A vector field $\overrightarrow{E}=7x^2\hat{e}_x +3y\hat{e}_y-2xz\hat{e}_z$
Evaluate the line integral I$=\int_{c} \overrightarrow{E}\bullet d\overrightarrow{I}$ where the contour C is the straight line from the point (0,0,0) to (1,2,0)
I was wondering if we are allowed to split the intergral up, so for example
$I= \int_{0}^{1} 7x^2 dx + \int_{0}^{2} 3yzdx$
So do the line integral from (0,0,0) to (1,0,0) in the first integral then (1,0,0) to (1,2,0).
or is there an easier method.
You could choose the path $(0,0,0)$ to $(1,0,0)$ to $(1,2,0)$. Please note that at each step you have only one of $x, y, z$ change.
$\vec{E}=7x^2 \, \hat{x} +3y \, \hat{y}-2xz \, \hat{z}$
So, $ \displaystyle \int_{c} \vec{E}\cdot d\vec{I} = \int_0^1 7x^2 \, dx + \int_0^2 3y \, dy$
Or you can use the parameterized equation of line between $(0,0,0)$ to $(1,2,0)$.
$ \displaystyle \frac{x-0}{1-0} = \frac{y-0}{2-0} = \frac{z-0}{0-0} = t \implies x = t, y = 2t, z =0$.
$dx = dt, dy = 2dt$.
When $(0,0,0), t = 0$; when $(1,2,0), t = 1$.
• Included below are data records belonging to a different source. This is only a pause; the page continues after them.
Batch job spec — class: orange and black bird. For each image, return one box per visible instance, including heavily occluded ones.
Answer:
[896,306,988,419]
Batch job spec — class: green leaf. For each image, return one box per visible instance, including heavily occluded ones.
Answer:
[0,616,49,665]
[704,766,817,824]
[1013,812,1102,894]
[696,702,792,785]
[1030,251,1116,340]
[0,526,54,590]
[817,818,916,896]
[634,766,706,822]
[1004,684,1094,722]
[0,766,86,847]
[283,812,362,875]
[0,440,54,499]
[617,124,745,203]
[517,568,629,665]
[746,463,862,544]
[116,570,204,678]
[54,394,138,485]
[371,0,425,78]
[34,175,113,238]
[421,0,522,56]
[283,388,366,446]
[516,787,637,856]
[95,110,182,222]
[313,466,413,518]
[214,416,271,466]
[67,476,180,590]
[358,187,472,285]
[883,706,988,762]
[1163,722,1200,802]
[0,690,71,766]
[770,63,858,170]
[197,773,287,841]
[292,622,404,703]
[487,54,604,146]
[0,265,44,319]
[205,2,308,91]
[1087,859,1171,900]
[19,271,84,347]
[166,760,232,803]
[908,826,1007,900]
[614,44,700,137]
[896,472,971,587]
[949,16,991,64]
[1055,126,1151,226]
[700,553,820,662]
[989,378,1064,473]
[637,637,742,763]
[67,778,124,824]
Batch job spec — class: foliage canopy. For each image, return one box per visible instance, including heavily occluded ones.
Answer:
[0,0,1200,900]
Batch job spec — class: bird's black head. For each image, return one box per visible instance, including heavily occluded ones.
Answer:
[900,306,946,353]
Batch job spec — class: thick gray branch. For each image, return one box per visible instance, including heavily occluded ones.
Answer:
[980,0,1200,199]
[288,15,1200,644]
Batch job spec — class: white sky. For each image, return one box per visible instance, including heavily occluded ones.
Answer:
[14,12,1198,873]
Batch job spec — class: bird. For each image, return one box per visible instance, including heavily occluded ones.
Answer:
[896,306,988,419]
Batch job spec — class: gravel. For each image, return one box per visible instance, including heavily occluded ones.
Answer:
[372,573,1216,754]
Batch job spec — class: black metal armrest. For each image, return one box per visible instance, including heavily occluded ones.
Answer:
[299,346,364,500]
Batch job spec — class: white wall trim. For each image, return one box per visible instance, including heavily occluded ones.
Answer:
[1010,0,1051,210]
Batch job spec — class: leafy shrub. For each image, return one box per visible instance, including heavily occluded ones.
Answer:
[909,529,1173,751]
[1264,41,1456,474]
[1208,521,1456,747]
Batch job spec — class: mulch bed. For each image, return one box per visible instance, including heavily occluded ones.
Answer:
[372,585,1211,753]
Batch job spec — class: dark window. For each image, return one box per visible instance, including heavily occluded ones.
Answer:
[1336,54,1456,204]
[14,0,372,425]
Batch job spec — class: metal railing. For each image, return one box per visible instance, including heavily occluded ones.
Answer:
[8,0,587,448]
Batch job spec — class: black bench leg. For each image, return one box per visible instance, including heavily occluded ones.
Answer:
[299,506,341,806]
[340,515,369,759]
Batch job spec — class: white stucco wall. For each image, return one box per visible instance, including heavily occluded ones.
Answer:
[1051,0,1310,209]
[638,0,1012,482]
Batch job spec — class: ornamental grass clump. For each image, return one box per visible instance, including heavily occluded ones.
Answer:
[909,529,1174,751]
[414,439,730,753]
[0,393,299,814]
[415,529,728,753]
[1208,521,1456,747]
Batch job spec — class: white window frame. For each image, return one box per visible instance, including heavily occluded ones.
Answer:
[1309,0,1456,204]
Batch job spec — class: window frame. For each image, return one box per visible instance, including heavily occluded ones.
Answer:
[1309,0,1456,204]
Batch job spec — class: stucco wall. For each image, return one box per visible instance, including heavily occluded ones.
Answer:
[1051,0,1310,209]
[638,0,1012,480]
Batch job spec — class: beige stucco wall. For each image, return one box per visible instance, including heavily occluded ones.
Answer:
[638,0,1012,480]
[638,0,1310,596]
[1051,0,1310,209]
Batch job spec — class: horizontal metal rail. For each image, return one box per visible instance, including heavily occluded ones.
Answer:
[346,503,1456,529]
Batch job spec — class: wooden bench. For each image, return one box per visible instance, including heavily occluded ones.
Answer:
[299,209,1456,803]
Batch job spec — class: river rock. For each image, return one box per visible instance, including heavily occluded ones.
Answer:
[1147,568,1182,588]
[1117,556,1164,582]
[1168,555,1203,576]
So, $ \displaystyle \int_{c} \vec{E}\cdot d\vec{I} = \int_0^1 7t^2 \, dt + 3(2t)(2dt) = \int_0^1 (7t^2 + 12t) dt = [\frac{7t^3}{3}+6t^2]_0^1 = \frac{25}{3}$
EDIT: I earlier missed to call out that if the vector field is not conservative, we would have to choose the path that is given as line integral would not be path independent. However in this specific case, choosing the path $C_1$ from $(0, 0, 0)$ to $(1, 0, 0)$ to $(1, 2, 0)$ works. The direction vector from $(0, 0, 0)$ to $(1, 2, 0)$ is in $XY$ plane (no $z$ component) and if we take only $XY$ component of our vector field ($7x^2, 3y$), it is conservative ( $\nabla (\frac{7}{3}x^3, \frac{3}{2}y^2)$). Our chosen path $C_1$ also ensures that we are only moving in $XY$ plane.